A inflação desacelerou graças à queda nos preços associados à moradia (-0,36%), especialmente no custo da energia, que caiu 14,2% em relação ao mês anterior.
"Essa queda foi decorrência da incorporação do Bônus de Itaipu", que utilizou o saldo positivo da hidrelétrica de mesmo nome para subsidiar parte das contas dos usuários do Brasil em janeiro, explicou Fernando Gonçalves, gerente do IBGE, em boletim.
No geral, os preços subiram 0,16% em relação a dezembro de 2024, o menor registro para um janeiro desde 1994, segundo a entidade.

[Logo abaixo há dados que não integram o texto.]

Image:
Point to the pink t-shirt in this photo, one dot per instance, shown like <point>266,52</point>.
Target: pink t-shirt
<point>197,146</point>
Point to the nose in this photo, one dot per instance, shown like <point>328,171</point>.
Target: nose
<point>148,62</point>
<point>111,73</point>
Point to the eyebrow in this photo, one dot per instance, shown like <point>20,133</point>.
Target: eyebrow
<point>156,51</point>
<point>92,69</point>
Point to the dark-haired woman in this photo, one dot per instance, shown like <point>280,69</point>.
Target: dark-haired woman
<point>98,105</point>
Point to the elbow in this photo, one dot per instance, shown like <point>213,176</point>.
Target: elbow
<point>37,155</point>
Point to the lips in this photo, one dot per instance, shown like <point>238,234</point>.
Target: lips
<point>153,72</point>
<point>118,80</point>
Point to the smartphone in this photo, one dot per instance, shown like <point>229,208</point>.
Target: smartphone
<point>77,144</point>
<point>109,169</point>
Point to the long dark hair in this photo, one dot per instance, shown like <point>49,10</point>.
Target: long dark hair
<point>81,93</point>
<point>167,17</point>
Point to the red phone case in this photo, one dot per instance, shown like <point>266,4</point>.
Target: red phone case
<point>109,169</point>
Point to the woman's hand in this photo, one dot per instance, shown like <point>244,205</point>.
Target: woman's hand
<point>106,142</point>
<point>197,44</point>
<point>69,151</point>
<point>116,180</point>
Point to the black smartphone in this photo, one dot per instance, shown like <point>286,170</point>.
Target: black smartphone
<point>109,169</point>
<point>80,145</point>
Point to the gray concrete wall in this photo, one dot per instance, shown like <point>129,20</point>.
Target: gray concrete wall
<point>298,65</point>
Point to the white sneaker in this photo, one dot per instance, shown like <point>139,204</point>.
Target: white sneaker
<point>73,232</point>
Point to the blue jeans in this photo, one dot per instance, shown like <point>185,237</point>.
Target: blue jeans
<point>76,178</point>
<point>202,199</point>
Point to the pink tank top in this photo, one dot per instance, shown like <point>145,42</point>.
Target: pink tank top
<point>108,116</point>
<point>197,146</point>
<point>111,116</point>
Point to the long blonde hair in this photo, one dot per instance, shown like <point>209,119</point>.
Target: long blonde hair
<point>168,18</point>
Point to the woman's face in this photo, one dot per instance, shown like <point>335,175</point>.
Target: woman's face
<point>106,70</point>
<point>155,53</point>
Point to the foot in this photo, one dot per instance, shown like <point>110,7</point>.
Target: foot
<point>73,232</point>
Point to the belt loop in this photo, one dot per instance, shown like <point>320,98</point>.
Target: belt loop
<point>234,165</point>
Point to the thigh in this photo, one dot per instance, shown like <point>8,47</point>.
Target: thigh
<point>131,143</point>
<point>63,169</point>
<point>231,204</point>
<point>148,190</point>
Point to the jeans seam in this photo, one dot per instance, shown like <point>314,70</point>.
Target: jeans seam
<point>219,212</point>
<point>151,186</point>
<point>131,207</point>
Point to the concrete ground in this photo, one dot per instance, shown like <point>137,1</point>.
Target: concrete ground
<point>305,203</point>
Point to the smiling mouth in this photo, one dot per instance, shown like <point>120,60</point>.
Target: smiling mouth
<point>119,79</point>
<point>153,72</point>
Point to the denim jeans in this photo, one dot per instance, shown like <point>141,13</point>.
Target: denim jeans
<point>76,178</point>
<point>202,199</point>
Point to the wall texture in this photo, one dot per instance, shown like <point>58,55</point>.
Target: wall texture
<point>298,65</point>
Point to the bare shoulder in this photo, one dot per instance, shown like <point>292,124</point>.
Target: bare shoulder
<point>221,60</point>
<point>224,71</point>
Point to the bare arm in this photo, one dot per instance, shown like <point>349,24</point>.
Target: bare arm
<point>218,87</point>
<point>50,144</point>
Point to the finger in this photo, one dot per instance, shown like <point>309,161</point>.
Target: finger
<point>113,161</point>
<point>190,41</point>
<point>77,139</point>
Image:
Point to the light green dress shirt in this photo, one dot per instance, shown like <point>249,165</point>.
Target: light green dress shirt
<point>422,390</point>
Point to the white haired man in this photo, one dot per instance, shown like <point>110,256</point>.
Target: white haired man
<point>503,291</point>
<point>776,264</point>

Em contrapartida, a alimentação subiu 7,25% em relação a janeiro de 2024. Os preços dos alimentos pesam na popularidade do presidente Luiz Inácio Lula da Silva, após um ano marcado por desastres ambientais em diversas regiões agrícolas.
O Executivo sugeriu vários planos para conter o aumento, mas ainda não decidiu sobre nenhuma medida específica.
O país se aproxima da sua meta de inflação de 3% para 2025, com uma tolerância de 1,5 ponto percentual. No entanto, o mercado prevê que a inflação chegará a 5,58% até o fim do ano, de acordo com a pesquisa mais recente do Banco Central do Brasil.
O emissor fez aumentos sucessivos nas taxas de juros desde setembro de 2024, em um esforço para conter o aumento dos preços.
Entre setembro e novembro, o Brasil registrou o menor índice de desemprego em 12 anos (6,1%) e no terceiro trimestre de 2024 o crescimento econômico atingiu 4% na comparação anual.
Apesar dos bons números, o governo Lula enfrenta desconfiança dos investidores devido à expansão dos gastos públicos.